This is how mine turned out (and it was fabulous if I do say so):
I made some minor tweaks to the recipe for personal taste and based on what we had on hand. You don't have to have a Le Creuset but using a dutch oven is what makes this such an easy recipe. Being able to move the pot from stovetop to oven is a huge time saver! My changes are in blue.
1 c. flour - I don't think you need near this much. I used less than 1/2 c.
1 t. freshly ground black pepper
1 t. garlic powder
1 t. paprika
4 boneless, skinless chicken breasts
1/4 c. olive oil
1 medium onion, chopped
3 cloves garlic, minced
3 stalks celery, chopped
5 medium carrots, peeled and cut into 1-inch pieces I had 2 large carrots ....tomAYto/toMAHto
Turkish Bay Leaves (4-5 medium sized)
6 small potatoes, halved or quartered (depending on size) - I used two medium potatoes sliced into about 1 inch pieces
1 T. Herbes de Provence - I am meh on buying Herbes de Provence since most of us have the contents in our pantries. I used thyme, oregano, basil, and marjoram. You can find Emeril's recipe for Herbes de Provence here.
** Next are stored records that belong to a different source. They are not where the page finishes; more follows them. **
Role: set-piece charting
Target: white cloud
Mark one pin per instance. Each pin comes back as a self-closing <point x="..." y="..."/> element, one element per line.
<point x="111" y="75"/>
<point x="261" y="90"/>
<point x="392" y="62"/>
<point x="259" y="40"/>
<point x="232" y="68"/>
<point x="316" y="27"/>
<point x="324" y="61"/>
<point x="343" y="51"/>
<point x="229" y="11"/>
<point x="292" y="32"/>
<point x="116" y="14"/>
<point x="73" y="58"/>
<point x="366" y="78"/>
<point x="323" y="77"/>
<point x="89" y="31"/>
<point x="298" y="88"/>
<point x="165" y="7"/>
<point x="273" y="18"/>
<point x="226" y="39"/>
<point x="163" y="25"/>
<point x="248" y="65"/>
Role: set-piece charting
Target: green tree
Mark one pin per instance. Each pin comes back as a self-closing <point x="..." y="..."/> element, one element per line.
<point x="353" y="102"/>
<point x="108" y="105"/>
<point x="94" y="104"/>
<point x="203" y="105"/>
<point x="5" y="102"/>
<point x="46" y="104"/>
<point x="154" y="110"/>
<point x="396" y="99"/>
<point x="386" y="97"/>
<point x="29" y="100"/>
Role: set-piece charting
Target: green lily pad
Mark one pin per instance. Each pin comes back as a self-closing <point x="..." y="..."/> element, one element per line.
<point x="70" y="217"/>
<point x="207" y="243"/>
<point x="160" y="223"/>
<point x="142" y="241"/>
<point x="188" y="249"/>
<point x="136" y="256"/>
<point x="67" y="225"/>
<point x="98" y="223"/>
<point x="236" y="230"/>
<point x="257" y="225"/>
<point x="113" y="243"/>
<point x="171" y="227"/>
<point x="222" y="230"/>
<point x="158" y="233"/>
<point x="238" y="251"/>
1/2 t. dried rosemary, crushed in hand Omitted (didn't have in pantry)
freshly ground black pepper to taste
1 1/2 c. low sodium chicken broth
The directions can be found on the original recipe site. I didn't really change a whole lot in that regard. I put the Turkish Bay leaves on top before baking. Used my 4.5 quart Le Creuset Doufeu which is basically a dutch oven with a top that fits a few pieces of ice (putting the ice on top while baking supposedly keeps the meat more tender while cooking). The potatoes weren't quite done at 30 min so I let the oven go the full 45 min. Chicken and veggies turned out perfectly. Z liked this recipe a lot so I'll be using it again - he's my biggest fan and harshest critic so I tend to listen when he says anything about my food. Ugh - that's sorta hard to admit now that I think about it. Anyway, you should give this a try. It was an easy and savory meal that didn't require a separate side item.